The incident occurred on Collective Farm Square, near the UNM's headquarters on the outskirts of the Georgian capital Tbilisi, local news station Rustavi-2 reported Tuesday night.

"This was not the result of a direct threat against me. It was a far darker act than that...My car runs on petrol, not gas, which means the explosion could only have been caused by a bomb," Targamadze said. 

Georgian Prime Minister Giorgi Kvirikashvili issued a statement via the Government's official Website wherein he called for calm and swift action by law enforcement officials and the State Security Services.

"What happened tonight in Tbilisi is not just an act committed against the State, but a provocation by Georgia’s enemies to sow instability in the country ahead of Saturday's elections. An investigation into this case has already been launched, and necessary measures have been taken to bring the perpetrators to justice...My message to the organizers of this crime, you will be caught and prosecuted to the fullest extent of the law. Nothing will protect you. And we will once and for all put an end to the practice of endangering people's lives for political gain," Kvirikashvili said in his address to the nation.
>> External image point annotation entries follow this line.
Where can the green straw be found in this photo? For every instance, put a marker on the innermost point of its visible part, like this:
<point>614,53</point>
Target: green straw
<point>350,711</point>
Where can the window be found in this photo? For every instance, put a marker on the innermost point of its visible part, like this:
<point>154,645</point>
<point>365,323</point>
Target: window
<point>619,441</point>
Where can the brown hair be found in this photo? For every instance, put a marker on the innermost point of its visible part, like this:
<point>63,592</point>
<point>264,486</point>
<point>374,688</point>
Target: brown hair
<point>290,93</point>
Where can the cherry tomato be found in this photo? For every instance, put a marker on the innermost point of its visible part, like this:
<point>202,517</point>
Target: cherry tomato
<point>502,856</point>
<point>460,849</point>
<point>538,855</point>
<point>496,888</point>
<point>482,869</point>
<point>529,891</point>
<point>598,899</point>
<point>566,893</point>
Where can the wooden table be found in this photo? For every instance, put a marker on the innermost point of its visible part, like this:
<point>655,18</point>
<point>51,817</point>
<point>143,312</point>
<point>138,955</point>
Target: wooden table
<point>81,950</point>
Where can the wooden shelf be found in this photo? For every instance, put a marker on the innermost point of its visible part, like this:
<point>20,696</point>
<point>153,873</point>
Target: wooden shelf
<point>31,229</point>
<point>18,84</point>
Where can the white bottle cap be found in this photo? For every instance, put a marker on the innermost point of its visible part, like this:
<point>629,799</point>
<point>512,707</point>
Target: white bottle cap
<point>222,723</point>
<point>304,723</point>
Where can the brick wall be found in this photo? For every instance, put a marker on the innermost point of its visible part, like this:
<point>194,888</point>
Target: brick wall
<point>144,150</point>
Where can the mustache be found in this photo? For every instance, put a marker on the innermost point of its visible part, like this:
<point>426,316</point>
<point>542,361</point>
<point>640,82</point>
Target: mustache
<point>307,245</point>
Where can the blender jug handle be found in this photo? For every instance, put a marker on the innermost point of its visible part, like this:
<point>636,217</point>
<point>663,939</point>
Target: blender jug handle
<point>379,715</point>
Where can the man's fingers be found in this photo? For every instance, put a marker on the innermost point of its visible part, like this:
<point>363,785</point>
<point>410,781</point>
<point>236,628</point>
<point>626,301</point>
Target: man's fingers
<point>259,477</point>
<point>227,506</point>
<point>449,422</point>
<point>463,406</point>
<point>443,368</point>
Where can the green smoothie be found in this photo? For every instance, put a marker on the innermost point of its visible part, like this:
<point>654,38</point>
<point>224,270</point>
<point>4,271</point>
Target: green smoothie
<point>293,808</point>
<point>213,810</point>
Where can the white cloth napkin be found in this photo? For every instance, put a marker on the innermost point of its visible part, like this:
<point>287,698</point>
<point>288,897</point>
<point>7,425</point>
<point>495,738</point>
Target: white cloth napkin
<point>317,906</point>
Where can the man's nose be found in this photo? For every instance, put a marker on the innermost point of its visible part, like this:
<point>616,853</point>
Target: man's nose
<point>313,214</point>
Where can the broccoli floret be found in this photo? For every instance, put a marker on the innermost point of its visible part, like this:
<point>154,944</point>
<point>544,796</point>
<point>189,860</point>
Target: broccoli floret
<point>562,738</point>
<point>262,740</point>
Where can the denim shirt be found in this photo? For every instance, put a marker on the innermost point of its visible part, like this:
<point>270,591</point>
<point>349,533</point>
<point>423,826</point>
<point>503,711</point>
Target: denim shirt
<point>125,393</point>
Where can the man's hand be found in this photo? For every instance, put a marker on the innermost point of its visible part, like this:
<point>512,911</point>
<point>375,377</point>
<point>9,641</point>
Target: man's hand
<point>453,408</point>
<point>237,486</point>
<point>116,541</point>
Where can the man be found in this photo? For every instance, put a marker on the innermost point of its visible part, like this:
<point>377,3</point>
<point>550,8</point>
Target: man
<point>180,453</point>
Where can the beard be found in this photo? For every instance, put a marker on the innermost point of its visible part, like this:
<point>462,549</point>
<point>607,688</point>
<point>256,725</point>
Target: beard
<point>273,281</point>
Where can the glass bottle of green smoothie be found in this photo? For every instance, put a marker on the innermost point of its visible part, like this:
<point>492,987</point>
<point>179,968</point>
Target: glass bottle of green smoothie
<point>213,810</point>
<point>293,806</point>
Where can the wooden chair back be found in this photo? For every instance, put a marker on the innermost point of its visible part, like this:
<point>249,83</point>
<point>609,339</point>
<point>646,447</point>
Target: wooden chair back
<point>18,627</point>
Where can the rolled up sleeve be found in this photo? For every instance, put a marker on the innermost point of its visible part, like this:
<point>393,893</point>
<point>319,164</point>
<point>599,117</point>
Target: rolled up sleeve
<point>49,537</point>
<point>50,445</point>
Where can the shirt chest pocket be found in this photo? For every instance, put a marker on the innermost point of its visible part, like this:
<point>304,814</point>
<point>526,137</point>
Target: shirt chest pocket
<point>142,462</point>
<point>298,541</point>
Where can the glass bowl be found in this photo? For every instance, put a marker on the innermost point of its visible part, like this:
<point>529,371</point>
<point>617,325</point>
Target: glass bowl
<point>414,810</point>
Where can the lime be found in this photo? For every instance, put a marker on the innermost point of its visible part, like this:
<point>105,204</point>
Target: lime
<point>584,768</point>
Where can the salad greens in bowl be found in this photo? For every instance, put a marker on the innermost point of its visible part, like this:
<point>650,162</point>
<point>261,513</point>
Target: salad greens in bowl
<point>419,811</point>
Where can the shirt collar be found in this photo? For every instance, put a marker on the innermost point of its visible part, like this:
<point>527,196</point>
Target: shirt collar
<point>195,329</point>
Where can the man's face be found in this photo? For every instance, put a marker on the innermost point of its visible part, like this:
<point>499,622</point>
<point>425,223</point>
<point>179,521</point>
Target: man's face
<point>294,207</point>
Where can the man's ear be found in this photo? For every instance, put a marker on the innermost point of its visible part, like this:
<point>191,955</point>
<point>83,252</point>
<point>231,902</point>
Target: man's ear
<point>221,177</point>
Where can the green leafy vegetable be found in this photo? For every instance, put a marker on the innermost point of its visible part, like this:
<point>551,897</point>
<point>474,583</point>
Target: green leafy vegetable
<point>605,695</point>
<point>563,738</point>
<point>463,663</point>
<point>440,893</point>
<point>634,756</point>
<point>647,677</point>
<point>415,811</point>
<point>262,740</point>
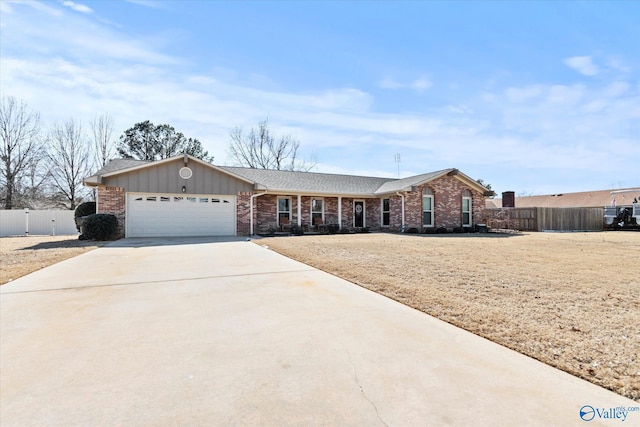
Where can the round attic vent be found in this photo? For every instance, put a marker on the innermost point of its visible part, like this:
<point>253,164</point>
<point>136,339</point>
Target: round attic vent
<point>185,173</point>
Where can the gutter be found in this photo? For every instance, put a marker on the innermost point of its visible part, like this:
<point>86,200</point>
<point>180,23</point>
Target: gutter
<point>402,196</point>
<point>253,196</point>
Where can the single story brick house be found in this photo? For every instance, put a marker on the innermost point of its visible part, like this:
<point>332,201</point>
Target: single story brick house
<point>185,196</point>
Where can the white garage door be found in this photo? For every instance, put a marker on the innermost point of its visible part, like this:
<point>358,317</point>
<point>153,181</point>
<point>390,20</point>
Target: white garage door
<point>160,215</point>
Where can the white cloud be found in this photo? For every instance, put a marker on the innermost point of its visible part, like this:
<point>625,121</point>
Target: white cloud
<point>566,95</point>
<point>523,94</point>
<point>583,65</point>
<point>420,84</point>
<point>498,135</point>
<point>78,7</point>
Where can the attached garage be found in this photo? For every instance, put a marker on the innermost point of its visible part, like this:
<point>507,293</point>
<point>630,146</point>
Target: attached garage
<point>170,215</point>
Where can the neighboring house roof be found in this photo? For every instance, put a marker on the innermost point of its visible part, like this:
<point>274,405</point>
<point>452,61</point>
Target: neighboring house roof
<point>298,182</point>
<point>585,199</point>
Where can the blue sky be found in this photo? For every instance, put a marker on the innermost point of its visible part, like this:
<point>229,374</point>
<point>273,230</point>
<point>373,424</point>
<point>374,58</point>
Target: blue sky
<point>531,97</point>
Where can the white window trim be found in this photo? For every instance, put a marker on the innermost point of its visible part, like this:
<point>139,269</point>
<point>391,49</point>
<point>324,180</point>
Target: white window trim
<point>312,211</point>
<point>364,212</point>
<point>278,211</point>
<point>470,211</point>
<point>423,211</point>
<point>382,211</point>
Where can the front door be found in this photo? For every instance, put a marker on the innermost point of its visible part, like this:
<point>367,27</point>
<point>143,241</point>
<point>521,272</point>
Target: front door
<point>358,214</point>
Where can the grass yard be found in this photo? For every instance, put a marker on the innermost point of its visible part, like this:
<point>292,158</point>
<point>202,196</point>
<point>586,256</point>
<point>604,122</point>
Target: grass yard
<point>23,255</point>
<point>571,300</point>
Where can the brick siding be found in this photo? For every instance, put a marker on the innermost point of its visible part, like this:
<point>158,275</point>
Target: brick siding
<point>111,200</point>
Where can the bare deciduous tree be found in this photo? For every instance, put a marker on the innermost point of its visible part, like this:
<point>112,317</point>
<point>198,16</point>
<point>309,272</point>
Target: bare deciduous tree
<point>69,160</point>
<point>258,149</point>
<point>21,145</point>
<point>104,146</point>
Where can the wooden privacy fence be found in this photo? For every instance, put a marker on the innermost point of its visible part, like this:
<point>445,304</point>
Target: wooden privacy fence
<point>543,219</point>
<point>27,222</point>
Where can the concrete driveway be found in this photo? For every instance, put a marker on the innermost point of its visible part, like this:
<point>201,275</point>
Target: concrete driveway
<point>226,332</point>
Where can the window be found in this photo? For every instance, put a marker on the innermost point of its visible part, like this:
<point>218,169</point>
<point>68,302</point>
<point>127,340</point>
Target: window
<point>284,210</point>
<point>317,211</point>
<point>386,210</point>
<point>427,207</point>
<point>466,208</point>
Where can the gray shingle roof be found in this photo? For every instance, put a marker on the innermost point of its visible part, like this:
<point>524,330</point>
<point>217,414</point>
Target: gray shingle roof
<point>298,182</point>
<point>391,186</point>
<point>309,181</point>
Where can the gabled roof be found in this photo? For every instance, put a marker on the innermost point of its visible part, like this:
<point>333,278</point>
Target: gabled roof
<point>295,181</point>
<point>309,182</point>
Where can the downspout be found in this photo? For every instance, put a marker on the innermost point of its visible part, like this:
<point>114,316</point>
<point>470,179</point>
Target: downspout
<point>253,196</point>
<point>402,196</point>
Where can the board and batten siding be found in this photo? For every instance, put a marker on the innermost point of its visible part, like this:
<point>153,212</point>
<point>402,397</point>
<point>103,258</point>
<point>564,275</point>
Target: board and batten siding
<point>164,178</point>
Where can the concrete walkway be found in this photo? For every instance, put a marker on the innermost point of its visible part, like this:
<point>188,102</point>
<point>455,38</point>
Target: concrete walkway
<point>226,332</point>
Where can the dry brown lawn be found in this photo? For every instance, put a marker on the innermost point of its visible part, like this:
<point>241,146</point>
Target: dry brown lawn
<point>22,255</point>
<point>571,300</point>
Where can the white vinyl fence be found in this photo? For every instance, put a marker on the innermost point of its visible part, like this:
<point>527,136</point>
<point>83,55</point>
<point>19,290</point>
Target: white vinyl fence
<point>35,222</point>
The UNM has been quick to point the finger at the ruling Georgian Dream (GD) - a coalition party founded in 2011 by eccentric billionaire oligarch and former Prime Minister Bidzina Ivanishvili. 

Despite having officially retired from politics in 2013, Ivanishvili's 'Grey Cardinal" status in the GD and his close business and personal ties to Russia's oligarchs - many of whom he had known since the 1990s when Ivanishvili made his fortune in Moscow - has made him and his party the bitter political rivals of the staunchly pro-Western United National Movement.

Tuesday's incident comes only days after two men were shot and wounded in the central Georgian city Gori during a campaign rally for the independent candidate and former Saakashvili-era Defense Minister Irakli Okruashvili. 

The October 2 shooting in Gori followed a violent clash the day before in western Georgia’s Zugdidi region between supporters of the Georgian Dream and United National Movement that three people injured.

UNM leader and former National Security Council Secretary Giorgi Bokeria accused Georgia's Security Services of being responsible for the attack on Targamadze. Though he provided no evidence, Bokeria said the country's top spy agency acted on behalf of Ivanishvili and certain factions in the GD.